Klager verbleef in de b.b.i. van de locatie Bankenbosch en functioneerde daar op acceptabele wijze. Op 2 november 2007 is bij de locatie een schrijven ontvangen van het arrondissementsparket te Amsterdam, waarin werd aangegeven dat er een verzoek tot
voorlopige aanhouding van klager in behandeling was en dat om die reden vluchtgevaar bij klager aanwezig werd geacht. Klager is van mening dat er, vooraleer tot overplaatsing over te kunnen gaan, eerst een definitieve beslissing met betrekking tot het
overleveringsverzoek van België dient te zijn genomen. De selectiefunctionaris is van mening dat, nu klager weet heeft van het (voorgenomen) overleveringsverzoek van België, er vluchtrisico’s aanwezig zijn. Teneinde het vluchtgevaar te beperken is
gekozen voor overplaatsing naar een normaal beveiligde inrichting.

4. De beoordeling
4.1. De gevangenis Zoetermeer is een gevangenis voor mannen met een regime van algehele gemeenschap en een normaal beveiligingsniveau.

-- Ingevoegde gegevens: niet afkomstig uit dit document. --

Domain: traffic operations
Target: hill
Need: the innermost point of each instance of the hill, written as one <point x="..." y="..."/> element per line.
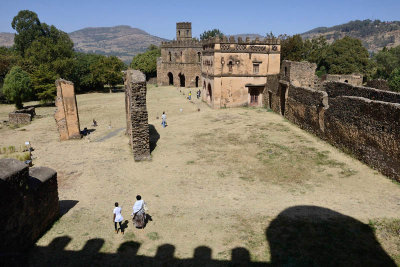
<point x="374" y="34"/>
<point x="121" y="41"/>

4.2. Artikel 3, tweede lid, van de Regeling selectie, plaatsing en overplaatsing van gedetineerden (d.d. 15 augustus 2000, nr. 5042803/00/DJI, Stcrt. 176, zoals nadien gewijzigd) (hierna: de Regeling) luidt:
“Naast de in het eerste lid genoemde categorie kunnen in de beperkt beveiligde inrichtingen of afdelingen gedetineerden worden geplaatst die:
a. een beperkt vlucht- en maatschappelijk risico vormen,
b. een strafrestant hebben van maximaal achttien maanden, en
c. beschikken over een aanvaardbaar verlofadres.”

4.3. Als vaststaand kan worden aangenomen dat er sprake is van een overleveringsverzoek van België teneinde klager aldaar strafrechtelijk te vervolgen. Een dergelijke dreigende overlevering is op zich genomen voldoende aanleiding voor de aanname van
vluchtgevaar, zulks met het doel een dreigende strafvervolging in het buitenland te ontlopen. Hetgeen door en namens klager daaromtrent is aangevoerd maakt dit niet anders. Aangevoerd is ook dat, indien klager niet gedetineerd zou zijn, er
overleveringsdetentie zou zijn bevolen en dat de tenuitvoerlegging daarvan onmiddellijk zou zijn geschorst. Op grond van deze veronderstellingen kan niet worden aangenomen dat de bestreden beslissing onjuist is. Klager is thans gedetineerd en de
mogelijkheid bestaat dat hij in België tot een vrijheidsstraf wordt veroordeeld, welke in Nederland mag worden uitgezeten. Dit maakt vooralsnog het strafrestant onbepaalbaar. Ook dit levert een contra-indicatie op voor een verder verblijf in een b.b.i.
De op de onder 3.2 genoemde gronden gebaseerde beslissing van de selectiefunctionaris kan daarom, bij afweging van alle in aanmerking komende belangen en gelet op het bepaalde in artikel 3, tweede lid, van de Regeling, niet als onredelijk of onbillijk
worden aangemerkt.

5. De uitspraak
De beroepscommissie verklaart het beroep ongegrond.

Aldus gegeven door de beroepscommissie voornoemd, bestaande uit mr. J.P. Balkema, voorzitter, mr. M.A.G. Rutten en dr. G.J. Fleers, leden, in tegenwoordigheid van mr. H.M.J.D. Maes, secretaris, op 25 februari 2008.